4:40 pm on Sep 21, 2006 (gmt 0)

10+ Year Member



Hi all, after a couple of weeks of making links, doing a sitemap and joining the google webmaster tools my site finally got indexed yesterday, both me and the company owner were very happy. However, today i checked it was still there..... and it wasn't! Argh. At first it wasn't showing by putting the full address into google, but if i did info:www.example.com it still showed! And the webmaster tools part of google has been showing it as still indexed all day long. Now however thats gone too, and it's gone back to 'no pages from your site currently indexed, bla bla bla'. Any idea's?

Bots started crawling last week and everything seemed to be going well. Like i said it only appeared yesterday and now is gone again. The owner not gonna be happy :(

P.s. just checked and info:www.example.com still lists the site!

Many thanks in advance for any help.

piatkow

10:30 am on Sep 22, 2006 (gmt 0)

WebmasterWorld Senior Member 10+ Year Member Top Contributors Of The Month



You do not see the same Google server every time.

The accepted wisdom is that the indexing will be propagated across the rest of the servers in time. If you know the IP addresses of the servers that you normally see then you can check which ones have the new details.

Having said that, I started using site maps recently, site was indexed, great SERPS, cache up to date. After a day or two we were back to the old (bad) SERPS and old cache for the best part of a fortnight. Then we jumped back for 24 hours with the cache updated again and good SERPS. Now we are back to the pre sitemaps cache and SERPS.

g1smd

1:08 pm on Sep 22, 2006 (gmt 0)

WebmasterWorld Senior Member 10+ Year Member Top Contributors Of The Month



At present, I believe that whatever shows on gfe-eh is roughly where we might be heading in the long term, while gfe-gv is where we have been and will not continue.

Garindan

6:38 pm on Sep 22, 2006 (gmt 0)

10+ Year Member



Thanks for the replies, unfortunately it's not showing up on either gfe-gv or gfe-eh.
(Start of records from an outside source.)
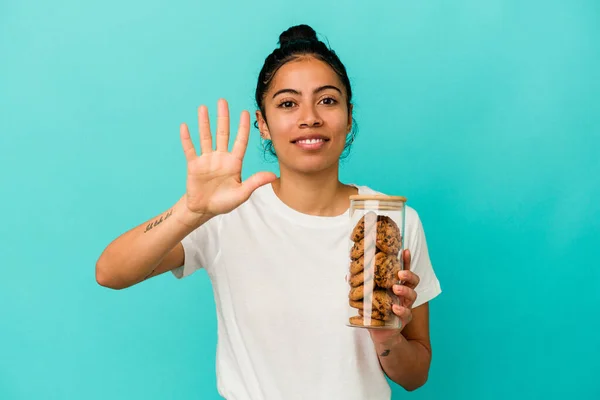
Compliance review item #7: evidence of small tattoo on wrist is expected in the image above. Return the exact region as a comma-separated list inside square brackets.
[144, 210, 173, 233]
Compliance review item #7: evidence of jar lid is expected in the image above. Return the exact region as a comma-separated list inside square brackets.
[350, 194, 406, 202]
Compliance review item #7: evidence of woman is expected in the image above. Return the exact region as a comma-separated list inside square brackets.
[96, 25, 440, 400]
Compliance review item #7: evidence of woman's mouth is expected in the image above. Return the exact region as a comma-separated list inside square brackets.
[292, 137, 329, 150]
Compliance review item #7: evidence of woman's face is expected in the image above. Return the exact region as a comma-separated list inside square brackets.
[256, 57, 352, 173]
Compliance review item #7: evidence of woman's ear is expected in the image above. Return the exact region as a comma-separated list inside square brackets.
[256, 110, 271, 140]
[346, 104, 354, 134]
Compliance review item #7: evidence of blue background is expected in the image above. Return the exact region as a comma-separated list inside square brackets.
[0, 0, 600, 400]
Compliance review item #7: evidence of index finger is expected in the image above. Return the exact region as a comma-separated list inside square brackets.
[198, 105, 213, 154]
[231, 110, 250, 160]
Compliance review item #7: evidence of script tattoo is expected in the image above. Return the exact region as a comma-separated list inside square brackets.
[144, 209, 173, 233]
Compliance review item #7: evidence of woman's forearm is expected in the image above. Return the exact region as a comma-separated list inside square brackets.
[375, 334, 431, 391]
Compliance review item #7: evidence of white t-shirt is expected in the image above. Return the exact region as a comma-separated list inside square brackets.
[173, 184, 441, 400]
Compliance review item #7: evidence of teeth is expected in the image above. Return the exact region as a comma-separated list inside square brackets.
[298, 139, 323, 144]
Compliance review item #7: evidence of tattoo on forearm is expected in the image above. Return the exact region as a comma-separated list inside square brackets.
[144, 209, 173, 233]
[379, 349, 390, 357]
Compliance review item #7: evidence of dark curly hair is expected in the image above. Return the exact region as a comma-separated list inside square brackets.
[254, 25, 356, 158]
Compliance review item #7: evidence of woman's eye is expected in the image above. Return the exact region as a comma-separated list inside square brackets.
[321, 97, 337, 106]
[279, 100, 294, 108]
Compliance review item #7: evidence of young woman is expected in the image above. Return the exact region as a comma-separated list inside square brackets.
[96, 25, 441, 400]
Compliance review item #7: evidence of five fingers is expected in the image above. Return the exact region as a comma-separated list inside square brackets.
[179, 99, 250, 161]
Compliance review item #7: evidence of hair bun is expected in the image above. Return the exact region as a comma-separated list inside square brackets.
[279, 25, 319, 47]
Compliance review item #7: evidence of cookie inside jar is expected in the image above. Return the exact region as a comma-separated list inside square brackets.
[347, 195, 406, 329]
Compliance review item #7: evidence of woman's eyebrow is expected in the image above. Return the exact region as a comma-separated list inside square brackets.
[273, 85, 342, 98]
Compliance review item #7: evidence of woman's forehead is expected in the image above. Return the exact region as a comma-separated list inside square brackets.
[269, 57, 345, 94]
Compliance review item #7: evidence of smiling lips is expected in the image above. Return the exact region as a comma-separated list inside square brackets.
[292, 136, 329, 150]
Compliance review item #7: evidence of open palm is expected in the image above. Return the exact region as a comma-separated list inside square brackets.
[180, 99, 276, 215]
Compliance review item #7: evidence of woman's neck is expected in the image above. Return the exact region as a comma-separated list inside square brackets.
[272, 164, 358, 217]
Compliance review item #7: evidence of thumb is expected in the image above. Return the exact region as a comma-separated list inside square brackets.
[242, 172, 277, 197]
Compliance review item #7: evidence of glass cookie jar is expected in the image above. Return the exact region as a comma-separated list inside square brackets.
[346, 195, 406, 329]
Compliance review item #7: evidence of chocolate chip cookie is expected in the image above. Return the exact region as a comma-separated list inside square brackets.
[348, 270, 373, 287]
[350, 237, 377, 260]
[373, 289, 394, 314]
[376, 217, 402, 255]
[348, 285, 365, 301]
[375, 252, 401, 289]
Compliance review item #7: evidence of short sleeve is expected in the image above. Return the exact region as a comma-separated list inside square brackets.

I don't understand how it was indexed for one day and then not again? Will i need to set up more links now to try and get it back again? Even though googlebot knows it's there now? It hasn't visited for the past couple of days by the looks of it, should it visit most days? Many thanks again for any help.

Patrick Taylor

8:33 pm on Sep 22, 2006 (gmt 0)

WebmasterWorld Senior Member 10+ Year Member



I don't understand how it was indexed for one day and then not again?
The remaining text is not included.